I am connecting to MongoDB Atlas using mongodb-spark-connector v10.3
I am using a SamplePartitioner with a pipeline that matches on a certain date range and projects only the _id
column:
[{'$match': {'dateReceived':{'$gte': '2024-07-12T05:00:00.000000Z','$lte': '2024-07-12T09:15:00.000000Z'}}},{$project:{_id:1}}]

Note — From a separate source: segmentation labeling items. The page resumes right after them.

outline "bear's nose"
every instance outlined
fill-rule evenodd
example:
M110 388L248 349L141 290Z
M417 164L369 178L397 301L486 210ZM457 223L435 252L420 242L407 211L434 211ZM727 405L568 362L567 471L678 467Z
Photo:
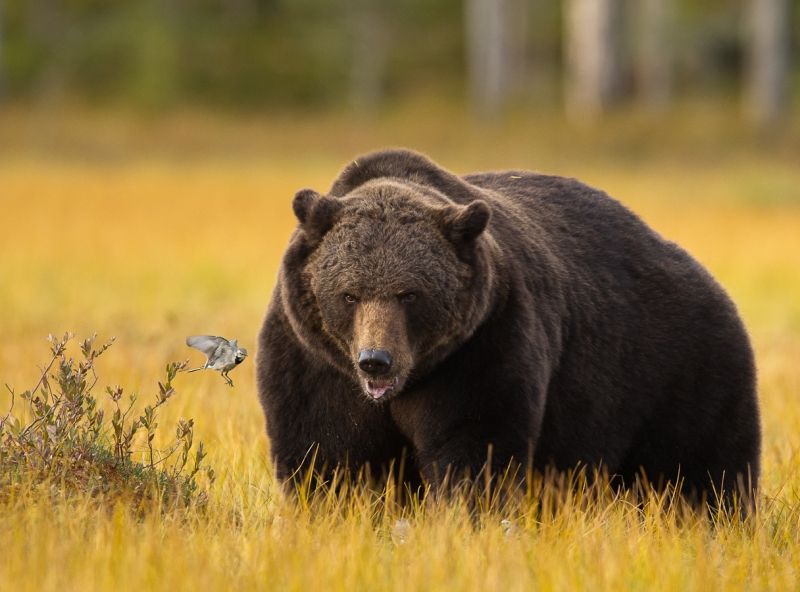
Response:
M392 356L382 349L362 349L358 354L358 367L367 374L385 374L392 369Z

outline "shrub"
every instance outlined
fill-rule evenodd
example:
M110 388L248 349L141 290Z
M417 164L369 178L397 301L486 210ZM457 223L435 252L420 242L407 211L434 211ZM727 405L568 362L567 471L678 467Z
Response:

Since I am using the SamplePartitioner, the mongodb-spark-connector automatically appends the _id
column to the $match
stage and the resultant pipeline becomes:
[
{
"$match":{
"$and":[
{
"_id":{
"$gte":"ca8866b865271263919bb74cb355cdf5955de54d80123368c9409ad12d622bcd", "$lt":"d039be1aaf69134b5b24009ca41d5763090bb8b77bd923b5ae3b38c6624d28c9"
}
},
{
"dateReceived":{
"$gte":"2024-07-12T05:00:00.000000Z",
"$lte":"2024-07-12T09:15:00.000000Z"
}
}
]
}
},
{
"$project":{
"_id":true
}
}
The issue with this as I see, is the _id
boundaries are created based on the samples it collects from each partition but it does not employ a min
and a max
range to get all the possible records.
Is my understanding correct?
Has anyone encountered this issue where the data returned from Mongo is not complete.